A pergunta foi afiada, direta e desafiadora, perfurando até o âmago. Perguntar se era verdade era equivalente a perguntar se ele provaria isso se a resposta fosse sim. Era uma pergunta que Cypress não ouvia há quase vinte anos, mas Encred não pôde deixar de fazer. Afinal, ele não estava esperando por algo o tempo todo?
‘Um duelo com o mais forte do reino.’
É difícil encontrar algo mais divertido do que isso. Mas a pessoa que conheci não mostrou nenhum sinal disso. É isso que torna divertido, e é por isso que estou animado, e é por isso que estou perguntando. Não acredito que o que vejo seja tudo. Quero ver a nitidez escondida entre a compostura.
“Sim. Você não está um pouco desencorajado?”
Rem interrompeu. Já tínhamos compartilhado o ímpeto uma vez, mas Cypress não tinha exibido nem a aura de um cavaleiro. Em vez de agressão, ele só mostrava curiosidade e perplexidade.
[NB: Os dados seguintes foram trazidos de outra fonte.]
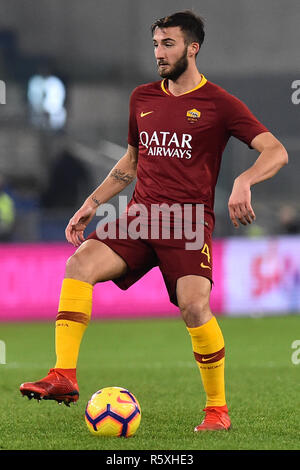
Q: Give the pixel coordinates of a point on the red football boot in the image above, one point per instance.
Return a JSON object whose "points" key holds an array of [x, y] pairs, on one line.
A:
{"points": [[216, 419], [60, 385]]}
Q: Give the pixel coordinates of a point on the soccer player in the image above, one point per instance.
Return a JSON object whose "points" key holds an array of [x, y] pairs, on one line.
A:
{"points": [[178, 129]]}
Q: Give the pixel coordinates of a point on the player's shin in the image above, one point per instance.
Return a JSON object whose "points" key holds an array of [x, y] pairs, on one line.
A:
{"points": [[209, 352], [73, 317]]}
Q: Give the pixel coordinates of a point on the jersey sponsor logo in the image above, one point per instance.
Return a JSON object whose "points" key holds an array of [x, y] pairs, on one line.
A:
{"points": [[146, 114], [193, 115], [167, 144]]}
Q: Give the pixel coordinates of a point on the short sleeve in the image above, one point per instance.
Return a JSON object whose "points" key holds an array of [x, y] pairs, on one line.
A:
{"points": [[239, 120], [133, 134]]}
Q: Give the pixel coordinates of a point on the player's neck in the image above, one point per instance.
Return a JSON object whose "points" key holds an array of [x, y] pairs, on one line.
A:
{"points": [[186, 82]]}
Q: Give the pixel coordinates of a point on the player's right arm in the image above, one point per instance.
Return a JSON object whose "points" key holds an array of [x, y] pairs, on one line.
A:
{"points": [[122, 174]]}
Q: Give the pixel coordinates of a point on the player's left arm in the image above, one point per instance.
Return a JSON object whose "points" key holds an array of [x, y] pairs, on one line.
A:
{"points": [[272, 157]]}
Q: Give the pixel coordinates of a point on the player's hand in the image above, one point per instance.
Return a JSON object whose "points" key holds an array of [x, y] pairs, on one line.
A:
{"points": [[239, 204], [78, 223]]}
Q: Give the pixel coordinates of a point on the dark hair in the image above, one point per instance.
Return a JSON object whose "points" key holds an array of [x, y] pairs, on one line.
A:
{"points": [[191, 25]]}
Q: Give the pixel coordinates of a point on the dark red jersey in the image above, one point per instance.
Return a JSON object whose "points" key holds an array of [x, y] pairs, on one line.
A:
{"points": [[181, 140]]}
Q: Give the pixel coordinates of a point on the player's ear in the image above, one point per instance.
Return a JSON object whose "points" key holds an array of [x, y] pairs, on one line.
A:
{"points": [[193, 49]]}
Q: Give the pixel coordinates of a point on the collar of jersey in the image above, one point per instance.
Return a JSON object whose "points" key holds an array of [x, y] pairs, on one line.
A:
{"points": [[200, 85]]}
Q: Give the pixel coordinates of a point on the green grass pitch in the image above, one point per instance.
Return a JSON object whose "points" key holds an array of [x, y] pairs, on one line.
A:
{"points": [[153, 359]]}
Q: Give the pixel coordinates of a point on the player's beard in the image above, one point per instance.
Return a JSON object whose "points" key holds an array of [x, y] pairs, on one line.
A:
{"points": [[178, 68]]}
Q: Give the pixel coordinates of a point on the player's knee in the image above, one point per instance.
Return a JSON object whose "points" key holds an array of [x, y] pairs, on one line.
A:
{"points": [[195, 311], [78, 268]]}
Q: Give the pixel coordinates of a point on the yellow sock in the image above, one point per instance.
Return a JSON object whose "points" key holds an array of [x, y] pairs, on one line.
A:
{"points": [[209, 352], [74, 313]]}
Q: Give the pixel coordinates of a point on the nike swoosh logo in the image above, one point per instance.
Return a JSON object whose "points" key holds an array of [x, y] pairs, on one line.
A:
{"points": [[119, 400], [146, 114], [204, 266], [208, 358]]}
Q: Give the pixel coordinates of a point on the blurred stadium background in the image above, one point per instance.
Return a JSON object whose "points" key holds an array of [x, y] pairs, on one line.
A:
{"points": [[69, 67]]}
“O que é pior do que meu rosto, Capitão? Eu tropecei nele.”
Rem acrescentou. Luagarne não esperava dizer essas palavras ela mesma, mas sentiu-se compelida a responder.
“Você não tem consciência.”
Era raro Prock falar do coração. Rem tinha realizado outra proeza hoje.
“De qualquer forma.”
Rem fez uma pausa e encarou Cypress. Não, parecia mais um olhar fixo. Ele parecia alguém que não resistiria nem se você balançasse um machado contra ele, e ofereceria o pescoço. Ele esteve na frente sul todo esse tempo. Algumas cicatrizes eram visíveis aqui e ali em seu rosto, mas sua expressão era gentil. Mesmo para o olhar de um cavaleiro, e mesmo para Encred, que treinou seus sentidos, isso significava que ele parecia gentil. Sua postura, seu comportamento, seu temperamento, seu ímpeto — tudo nele exibia aquela “gentileza”.
“Isso mesmo. É como uma faca cega.”
Encred respondeu. A atmosfera estava se acalmando. O desejo de lutar estava prestes a ferver dentro da purificação sagrada.
“O mais forte do reino? Esse título foi entregue há muito tempo a Lorde Lien.”
Cypress falou com um sorriso gentil de um senhor simpático da vizinhança. “O Guardião da Frente Sul”, o apelido de Cypress. O homem diante de mim também era conhecido como o Cavaleiro que podia realizar qualquer coisa.
“Continua o mesmo, Kyung-eun.”
Krang disse.
“Quando uma pessoa muda, ela morre, Vossa Majestade.”
Encred parecia saber uma coisa do que viu e ouviu.
‘Uma pessoa que sabe como conduzir a atmosfera.’
Poderia ser essa a virtude de um líder dos Cavaleiros? E havia algo a ser aprendido observando Cypress. Na verdade, eu não tinha corrido para lutar, então não tinha intenção de fazer nada mais. Eu simplesmente observei e aprendi algo, e estava apenas refletindo sobre isso.